Accusations of corruption, greed and drug trafficking dogged her as the shah grew more confident, helped by the brutal SAVAK -- an organization Princess Ashraf disingenuously claimed was "no worse" than the Israeli, French or British counterintelligence agencies -- and as his court glittered unashamedly in the exercise of unfettered power and in the riches of the oil boom. She denies these charges, and recalls that she successfully sued Le Monde for publishing a story about her smuggling heroin into Switzerland. Damages were awarded and the newspaper published an apology. She also obtained an apology from The Washington Post for publishng similar allegations.

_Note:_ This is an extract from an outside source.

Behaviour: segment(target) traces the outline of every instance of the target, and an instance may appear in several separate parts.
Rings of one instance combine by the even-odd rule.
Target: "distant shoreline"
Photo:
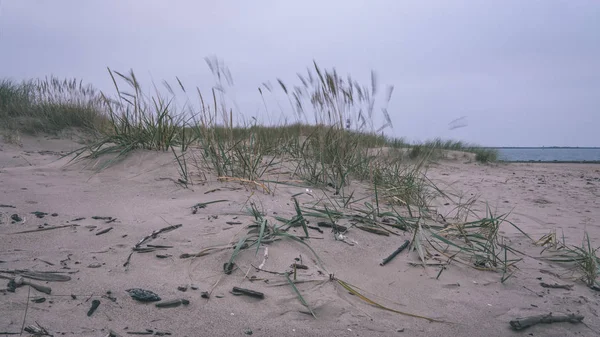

Princess Ashraf's analysis of what went wrong in Iran is only partially convincing. Active all her life in the emancipation of Iranian women, she correctly highlights the upheaval that Western education and life styles in Iran caused among traditionalists such as the Moslem clergy.
But she underestimates the forces of constitutionalism which, basing their legitimacy and their hopes on the 1906 constitution, regarded the Pahlavis as usurpers and strove unavailingly to curb the powers of the monarchy. She aslo virtually ignores the crucial roles of the bazaar merchants and the middle-class technocrats in making the revolution possible.
The former funded Khomeini and his followers while the latter kept the country, including the vital oil fields, running during the year of turmoil that led to the shah's downfall. Against this powerful coalition there was little the United States or any foreign power could do to save a man who had become disastrously remote from his people.